Festkörperphysik, Universität Göttingen (1,55 Mio. Euro)

Prof. Dr. Konrad Samwer

Prof. Dr. Konrad Samwer

Konrad Samwer zeichnet sich durch ein breites Spektrum von Arbeiten auf dem Gebiet der Festkörperphysik aus. Seine wissenschaftlichen Aktivitäten sind der Hochtemperatur-Supraleitung, dem sogenannten Kondo-Effekt, den Unordnungsphänomenen und dem Magnetismus gewidmet. Alle seine Arbeiten enthalten Beiträge mit betont materialwissenschaftlichen Aspekten.

Hervorzuheben sind insbesondere seine Arbeiten zur Physik der Gläser. Bahnbrechend war die Entdeckung des kolossalen Magnetwiderstandes in Manganat-Schichtstrukturen, die international ein neues Forschungsgebiet eröffnet hat. Die Originalarbeit aus dem Jahre 1993 wurde bis heute bereits mehr als 1600-mal zitiert. Neben der Bedeutung des Effektes für die Grundlagenforschung sind auch die möglichen Anwendungen etwa im Bereich der Sensorik hervorzuheben.

Das Zentrum des Forscherlebens von Konrad Samwer liegt in Göttingen.
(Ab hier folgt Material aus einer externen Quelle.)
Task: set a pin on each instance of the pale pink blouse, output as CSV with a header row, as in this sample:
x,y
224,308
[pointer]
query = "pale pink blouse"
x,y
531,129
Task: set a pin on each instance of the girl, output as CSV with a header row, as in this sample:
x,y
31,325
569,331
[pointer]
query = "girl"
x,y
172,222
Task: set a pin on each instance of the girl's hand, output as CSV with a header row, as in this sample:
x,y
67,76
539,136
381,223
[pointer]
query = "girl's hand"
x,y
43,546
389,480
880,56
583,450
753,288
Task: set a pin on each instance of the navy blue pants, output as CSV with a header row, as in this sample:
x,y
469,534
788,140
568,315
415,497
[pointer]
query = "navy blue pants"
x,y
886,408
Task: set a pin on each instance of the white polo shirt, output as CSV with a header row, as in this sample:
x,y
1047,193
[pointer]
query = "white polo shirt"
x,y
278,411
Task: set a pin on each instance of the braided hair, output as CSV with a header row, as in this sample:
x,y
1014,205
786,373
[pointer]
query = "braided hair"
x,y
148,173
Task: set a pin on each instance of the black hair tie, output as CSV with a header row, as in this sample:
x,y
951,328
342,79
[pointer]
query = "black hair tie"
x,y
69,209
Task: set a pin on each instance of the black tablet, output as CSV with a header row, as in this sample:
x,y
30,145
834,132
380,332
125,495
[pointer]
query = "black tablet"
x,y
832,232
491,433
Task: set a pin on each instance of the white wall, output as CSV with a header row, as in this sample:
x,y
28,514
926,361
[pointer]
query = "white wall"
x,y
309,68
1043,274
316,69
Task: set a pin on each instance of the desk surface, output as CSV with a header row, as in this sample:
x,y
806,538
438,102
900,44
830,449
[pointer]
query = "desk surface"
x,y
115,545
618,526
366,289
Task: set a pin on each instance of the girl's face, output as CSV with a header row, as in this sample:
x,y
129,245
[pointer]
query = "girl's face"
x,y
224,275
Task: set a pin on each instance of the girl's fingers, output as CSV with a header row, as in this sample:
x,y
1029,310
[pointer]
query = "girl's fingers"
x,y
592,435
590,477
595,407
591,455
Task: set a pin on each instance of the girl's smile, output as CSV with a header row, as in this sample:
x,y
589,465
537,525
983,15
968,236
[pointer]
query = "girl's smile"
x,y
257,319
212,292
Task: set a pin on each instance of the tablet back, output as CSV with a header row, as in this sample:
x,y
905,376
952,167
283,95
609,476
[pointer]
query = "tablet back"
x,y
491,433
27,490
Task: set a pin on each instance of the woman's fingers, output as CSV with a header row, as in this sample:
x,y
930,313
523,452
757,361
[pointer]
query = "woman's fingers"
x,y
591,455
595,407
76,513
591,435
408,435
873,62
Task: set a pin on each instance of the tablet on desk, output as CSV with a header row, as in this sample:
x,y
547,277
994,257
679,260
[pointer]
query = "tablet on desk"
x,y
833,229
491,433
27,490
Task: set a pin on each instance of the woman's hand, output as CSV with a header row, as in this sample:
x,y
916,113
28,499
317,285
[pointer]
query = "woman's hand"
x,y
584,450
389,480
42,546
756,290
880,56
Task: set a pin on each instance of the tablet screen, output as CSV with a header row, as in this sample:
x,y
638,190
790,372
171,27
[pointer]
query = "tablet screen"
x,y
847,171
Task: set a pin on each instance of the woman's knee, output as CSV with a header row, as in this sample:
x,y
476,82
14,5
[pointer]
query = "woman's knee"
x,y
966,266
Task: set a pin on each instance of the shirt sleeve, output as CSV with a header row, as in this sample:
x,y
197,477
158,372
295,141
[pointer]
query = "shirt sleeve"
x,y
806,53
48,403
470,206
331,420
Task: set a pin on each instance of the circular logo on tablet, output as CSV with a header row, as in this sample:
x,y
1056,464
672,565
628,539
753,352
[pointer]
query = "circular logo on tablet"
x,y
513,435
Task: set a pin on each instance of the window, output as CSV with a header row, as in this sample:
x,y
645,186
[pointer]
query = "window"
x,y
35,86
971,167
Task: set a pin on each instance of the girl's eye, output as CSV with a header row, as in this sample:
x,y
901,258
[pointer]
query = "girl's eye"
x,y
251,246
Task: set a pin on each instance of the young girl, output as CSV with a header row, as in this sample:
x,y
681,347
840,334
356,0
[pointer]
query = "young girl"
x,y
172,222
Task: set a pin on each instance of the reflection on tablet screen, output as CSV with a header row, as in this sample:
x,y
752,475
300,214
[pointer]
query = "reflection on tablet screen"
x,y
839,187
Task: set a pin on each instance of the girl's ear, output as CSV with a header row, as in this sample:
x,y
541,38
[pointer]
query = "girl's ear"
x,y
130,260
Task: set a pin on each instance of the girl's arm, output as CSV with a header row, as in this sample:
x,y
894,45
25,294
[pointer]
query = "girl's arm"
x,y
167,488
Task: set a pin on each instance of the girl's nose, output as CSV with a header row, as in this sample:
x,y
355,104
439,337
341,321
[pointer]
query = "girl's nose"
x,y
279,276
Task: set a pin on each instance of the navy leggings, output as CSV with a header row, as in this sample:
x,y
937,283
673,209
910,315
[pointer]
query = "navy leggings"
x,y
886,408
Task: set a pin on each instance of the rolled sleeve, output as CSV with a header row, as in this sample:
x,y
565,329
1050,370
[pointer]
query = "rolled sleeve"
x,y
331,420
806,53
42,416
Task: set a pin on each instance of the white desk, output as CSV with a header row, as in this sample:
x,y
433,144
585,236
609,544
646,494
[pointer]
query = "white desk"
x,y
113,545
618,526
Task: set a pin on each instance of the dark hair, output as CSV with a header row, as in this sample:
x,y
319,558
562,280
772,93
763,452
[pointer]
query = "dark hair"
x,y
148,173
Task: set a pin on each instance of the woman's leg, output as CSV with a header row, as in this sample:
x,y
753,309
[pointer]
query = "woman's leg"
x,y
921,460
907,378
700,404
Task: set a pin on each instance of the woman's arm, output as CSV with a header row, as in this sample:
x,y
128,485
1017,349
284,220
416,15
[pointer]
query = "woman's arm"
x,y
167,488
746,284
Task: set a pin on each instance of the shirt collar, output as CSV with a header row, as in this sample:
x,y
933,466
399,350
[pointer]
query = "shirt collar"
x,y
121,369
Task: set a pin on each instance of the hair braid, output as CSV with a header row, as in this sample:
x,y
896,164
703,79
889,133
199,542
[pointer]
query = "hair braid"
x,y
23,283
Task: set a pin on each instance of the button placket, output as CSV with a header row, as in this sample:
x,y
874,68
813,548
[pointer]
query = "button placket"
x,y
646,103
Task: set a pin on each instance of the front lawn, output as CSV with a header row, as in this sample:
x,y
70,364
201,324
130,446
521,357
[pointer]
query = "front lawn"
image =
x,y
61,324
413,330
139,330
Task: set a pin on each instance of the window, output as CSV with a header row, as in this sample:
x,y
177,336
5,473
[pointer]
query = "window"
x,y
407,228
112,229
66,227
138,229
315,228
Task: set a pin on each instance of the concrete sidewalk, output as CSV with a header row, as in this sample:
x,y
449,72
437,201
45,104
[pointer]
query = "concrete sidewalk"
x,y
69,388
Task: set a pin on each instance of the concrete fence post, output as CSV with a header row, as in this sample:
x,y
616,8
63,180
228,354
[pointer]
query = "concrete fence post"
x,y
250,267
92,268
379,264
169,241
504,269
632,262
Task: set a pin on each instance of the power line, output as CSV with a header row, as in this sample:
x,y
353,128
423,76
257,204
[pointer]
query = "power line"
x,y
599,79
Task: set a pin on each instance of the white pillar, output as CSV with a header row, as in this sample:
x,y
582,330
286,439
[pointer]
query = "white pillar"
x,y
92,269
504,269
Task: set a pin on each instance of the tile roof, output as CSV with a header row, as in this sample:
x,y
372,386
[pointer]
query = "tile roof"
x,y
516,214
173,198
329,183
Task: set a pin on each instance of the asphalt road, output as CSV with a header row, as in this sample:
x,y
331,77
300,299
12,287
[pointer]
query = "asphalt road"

Dort und in Bonn studierte er Physik, in Göttingen promovierte er 1981 mit Auszeichnung, dort erfolgte 1987 auch seine Habilitation. Nach einer zehnjährigen Phase als C4-Professor für Experimentalphysik in Augsburg kehrte er 1999 auf eine ebensolche Professur nach Göttingen zurück. Er arbeitete wiederholt und längerfristig am California Institute of Technology.